The Brawny Sherpa and I walk rather randomly through the old streets of Key West, heading south toward the water after cruising the cemetery. We’re expecting something brighter after confronting the damp, overgrown, decay of the graveyard, and we are delighted to discover the White Street Pier. We stop to appreciate the AIDS memorial commemorating residents who died from the disease.
From there, we notice a marker that an African cemetery was nearby, filled with people held captive on ships involved in illegal slave trade. Held in squalid conditions before the boats were intercepted, many died. Survivors, we learn, were taken to Liberia.
Suddenly we are wondering about Florida, and Key West’s, role in the Civil War. We also wonder about the brick structure we are facing.

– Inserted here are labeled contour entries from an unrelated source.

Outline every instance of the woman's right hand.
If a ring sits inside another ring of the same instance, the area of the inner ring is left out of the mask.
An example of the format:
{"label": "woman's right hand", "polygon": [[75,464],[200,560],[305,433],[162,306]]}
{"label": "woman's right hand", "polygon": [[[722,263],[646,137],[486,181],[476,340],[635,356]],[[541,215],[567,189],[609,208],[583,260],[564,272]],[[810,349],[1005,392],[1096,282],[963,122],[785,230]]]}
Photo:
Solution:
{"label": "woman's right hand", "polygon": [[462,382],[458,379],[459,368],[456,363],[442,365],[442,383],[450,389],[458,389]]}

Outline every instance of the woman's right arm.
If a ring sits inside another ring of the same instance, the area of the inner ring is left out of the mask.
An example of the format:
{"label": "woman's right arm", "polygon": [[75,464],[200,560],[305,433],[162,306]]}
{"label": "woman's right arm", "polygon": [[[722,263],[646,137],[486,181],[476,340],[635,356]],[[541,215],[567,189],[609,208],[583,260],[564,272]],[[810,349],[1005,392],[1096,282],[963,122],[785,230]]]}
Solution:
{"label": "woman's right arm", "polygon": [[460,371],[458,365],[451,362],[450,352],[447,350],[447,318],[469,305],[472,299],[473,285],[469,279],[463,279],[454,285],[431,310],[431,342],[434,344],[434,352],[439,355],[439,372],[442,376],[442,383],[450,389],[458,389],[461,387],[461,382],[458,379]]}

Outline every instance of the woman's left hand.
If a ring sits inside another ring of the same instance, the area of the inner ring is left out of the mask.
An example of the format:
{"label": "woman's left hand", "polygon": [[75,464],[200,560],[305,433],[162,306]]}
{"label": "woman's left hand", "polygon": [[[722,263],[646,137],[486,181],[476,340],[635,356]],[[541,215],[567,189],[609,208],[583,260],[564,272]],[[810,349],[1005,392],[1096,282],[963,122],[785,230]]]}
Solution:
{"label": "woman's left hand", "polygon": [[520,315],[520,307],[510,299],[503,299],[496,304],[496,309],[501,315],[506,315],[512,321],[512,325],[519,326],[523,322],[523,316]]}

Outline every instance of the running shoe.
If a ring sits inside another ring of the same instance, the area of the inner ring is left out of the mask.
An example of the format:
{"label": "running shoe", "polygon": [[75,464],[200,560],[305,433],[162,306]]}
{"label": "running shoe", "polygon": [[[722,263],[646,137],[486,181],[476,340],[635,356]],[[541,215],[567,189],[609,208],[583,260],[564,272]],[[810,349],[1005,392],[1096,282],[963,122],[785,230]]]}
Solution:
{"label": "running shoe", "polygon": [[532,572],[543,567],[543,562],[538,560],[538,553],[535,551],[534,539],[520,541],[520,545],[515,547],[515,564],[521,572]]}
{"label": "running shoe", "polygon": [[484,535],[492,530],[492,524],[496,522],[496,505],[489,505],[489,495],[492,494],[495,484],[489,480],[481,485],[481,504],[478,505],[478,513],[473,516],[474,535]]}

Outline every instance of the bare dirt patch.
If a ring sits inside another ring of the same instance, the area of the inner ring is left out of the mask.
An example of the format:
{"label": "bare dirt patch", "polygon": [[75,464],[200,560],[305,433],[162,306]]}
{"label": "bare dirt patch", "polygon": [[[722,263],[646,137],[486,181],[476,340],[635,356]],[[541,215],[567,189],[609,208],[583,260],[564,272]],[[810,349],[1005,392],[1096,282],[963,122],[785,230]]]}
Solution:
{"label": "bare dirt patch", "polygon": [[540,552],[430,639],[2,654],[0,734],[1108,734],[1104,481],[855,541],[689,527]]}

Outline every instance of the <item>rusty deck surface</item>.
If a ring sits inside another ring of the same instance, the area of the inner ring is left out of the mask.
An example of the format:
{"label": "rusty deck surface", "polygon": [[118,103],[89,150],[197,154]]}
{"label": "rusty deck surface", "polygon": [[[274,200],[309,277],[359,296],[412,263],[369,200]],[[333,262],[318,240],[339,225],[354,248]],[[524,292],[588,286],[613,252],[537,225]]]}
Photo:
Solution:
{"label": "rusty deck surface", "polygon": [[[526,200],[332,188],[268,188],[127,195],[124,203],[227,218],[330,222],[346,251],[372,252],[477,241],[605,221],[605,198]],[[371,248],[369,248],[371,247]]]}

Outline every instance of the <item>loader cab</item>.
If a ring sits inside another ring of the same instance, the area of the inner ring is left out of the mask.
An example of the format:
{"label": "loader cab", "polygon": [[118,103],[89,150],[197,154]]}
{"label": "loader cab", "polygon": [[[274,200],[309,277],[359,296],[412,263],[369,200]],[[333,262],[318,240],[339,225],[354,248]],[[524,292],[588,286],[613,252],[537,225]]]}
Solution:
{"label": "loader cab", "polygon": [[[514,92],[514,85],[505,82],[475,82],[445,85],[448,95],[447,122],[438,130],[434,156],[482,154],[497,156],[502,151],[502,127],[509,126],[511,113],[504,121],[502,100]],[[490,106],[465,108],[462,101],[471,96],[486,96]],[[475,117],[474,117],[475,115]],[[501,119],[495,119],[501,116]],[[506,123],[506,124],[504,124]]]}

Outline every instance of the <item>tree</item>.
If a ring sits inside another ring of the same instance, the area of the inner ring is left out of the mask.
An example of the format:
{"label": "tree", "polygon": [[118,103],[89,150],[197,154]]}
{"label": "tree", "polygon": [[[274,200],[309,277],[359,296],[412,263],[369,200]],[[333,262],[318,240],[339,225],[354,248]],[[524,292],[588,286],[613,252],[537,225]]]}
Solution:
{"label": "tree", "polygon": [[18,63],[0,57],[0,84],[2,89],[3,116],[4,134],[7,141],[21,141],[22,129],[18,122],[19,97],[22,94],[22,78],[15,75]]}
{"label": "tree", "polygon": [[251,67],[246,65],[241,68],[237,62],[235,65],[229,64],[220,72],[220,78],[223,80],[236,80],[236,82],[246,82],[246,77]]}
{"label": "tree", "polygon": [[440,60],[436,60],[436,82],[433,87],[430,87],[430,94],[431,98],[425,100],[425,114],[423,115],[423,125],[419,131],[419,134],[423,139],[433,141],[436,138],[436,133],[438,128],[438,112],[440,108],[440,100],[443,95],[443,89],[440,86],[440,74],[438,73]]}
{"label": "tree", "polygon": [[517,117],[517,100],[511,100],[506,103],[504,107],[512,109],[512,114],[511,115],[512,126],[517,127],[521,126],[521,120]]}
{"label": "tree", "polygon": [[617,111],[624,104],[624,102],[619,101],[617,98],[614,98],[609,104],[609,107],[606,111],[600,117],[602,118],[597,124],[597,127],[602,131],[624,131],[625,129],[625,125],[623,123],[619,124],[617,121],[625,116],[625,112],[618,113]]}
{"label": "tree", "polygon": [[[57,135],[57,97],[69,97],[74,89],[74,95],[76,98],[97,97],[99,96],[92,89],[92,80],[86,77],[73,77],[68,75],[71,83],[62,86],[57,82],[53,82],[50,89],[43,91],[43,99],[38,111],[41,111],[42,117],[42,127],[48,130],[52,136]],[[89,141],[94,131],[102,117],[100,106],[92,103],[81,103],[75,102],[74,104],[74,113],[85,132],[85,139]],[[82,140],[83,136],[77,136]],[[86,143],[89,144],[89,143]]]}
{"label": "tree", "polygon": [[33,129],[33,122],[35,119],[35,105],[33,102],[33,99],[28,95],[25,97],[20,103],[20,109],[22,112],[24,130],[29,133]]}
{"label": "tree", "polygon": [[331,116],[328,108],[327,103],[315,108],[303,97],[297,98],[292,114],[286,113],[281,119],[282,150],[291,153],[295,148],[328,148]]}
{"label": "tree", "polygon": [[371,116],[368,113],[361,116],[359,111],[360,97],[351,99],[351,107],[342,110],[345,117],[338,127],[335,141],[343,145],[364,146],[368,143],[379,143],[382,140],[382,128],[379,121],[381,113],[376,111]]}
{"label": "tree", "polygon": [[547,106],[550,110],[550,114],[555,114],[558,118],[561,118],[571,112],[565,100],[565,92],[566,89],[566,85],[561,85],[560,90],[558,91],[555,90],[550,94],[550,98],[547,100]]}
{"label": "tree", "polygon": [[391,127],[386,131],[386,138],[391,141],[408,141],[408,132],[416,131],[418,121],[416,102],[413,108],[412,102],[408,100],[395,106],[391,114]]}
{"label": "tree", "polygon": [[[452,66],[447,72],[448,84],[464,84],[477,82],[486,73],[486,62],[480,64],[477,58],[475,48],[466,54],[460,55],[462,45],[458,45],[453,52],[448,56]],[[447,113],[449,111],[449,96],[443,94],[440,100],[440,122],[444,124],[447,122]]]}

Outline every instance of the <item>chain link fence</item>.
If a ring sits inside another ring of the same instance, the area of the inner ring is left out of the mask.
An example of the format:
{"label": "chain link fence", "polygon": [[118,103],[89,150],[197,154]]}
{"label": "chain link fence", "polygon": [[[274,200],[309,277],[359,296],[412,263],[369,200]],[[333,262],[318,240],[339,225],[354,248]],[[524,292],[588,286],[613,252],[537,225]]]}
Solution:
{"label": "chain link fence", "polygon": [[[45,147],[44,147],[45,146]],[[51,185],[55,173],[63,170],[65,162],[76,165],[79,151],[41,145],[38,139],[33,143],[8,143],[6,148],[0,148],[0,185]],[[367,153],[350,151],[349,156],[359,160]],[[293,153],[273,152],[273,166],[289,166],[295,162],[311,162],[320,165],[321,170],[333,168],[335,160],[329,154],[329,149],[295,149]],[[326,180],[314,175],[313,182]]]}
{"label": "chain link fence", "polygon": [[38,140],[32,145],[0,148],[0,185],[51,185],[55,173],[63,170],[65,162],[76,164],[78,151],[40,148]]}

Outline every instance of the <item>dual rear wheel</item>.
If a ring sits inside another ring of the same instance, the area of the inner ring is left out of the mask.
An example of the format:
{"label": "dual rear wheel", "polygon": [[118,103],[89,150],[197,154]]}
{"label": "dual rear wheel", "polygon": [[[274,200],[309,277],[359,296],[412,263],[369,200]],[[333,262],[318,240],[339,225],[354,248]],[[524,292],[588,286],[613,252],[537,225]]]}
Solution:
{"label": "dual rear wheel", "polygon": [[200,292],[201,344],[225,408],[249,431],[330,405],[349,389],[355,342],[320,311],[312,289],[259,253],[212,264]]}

Was it a prison of some sort?
We soon learn that West Martello Tower, now possessed by the Key West Garden Club, was a fort occupied by Union troops during the Civil War. Having become a state in 1845, Florida seceded, and a number of Key West citizens were apparently Confederate sympathizers. I realize again how much I don’t really know about the Civil War or about slavery in the United States.
The misery of those poor captured Africans follows us as we tour the grounds of the tower. Art on the site contrasts with the lush greenery. A teachable moment has emerged from our curiosity about this place’s past. Beauty and careless evil can too easily coincide. We emerge from this destination in the Florida Keys more pensive.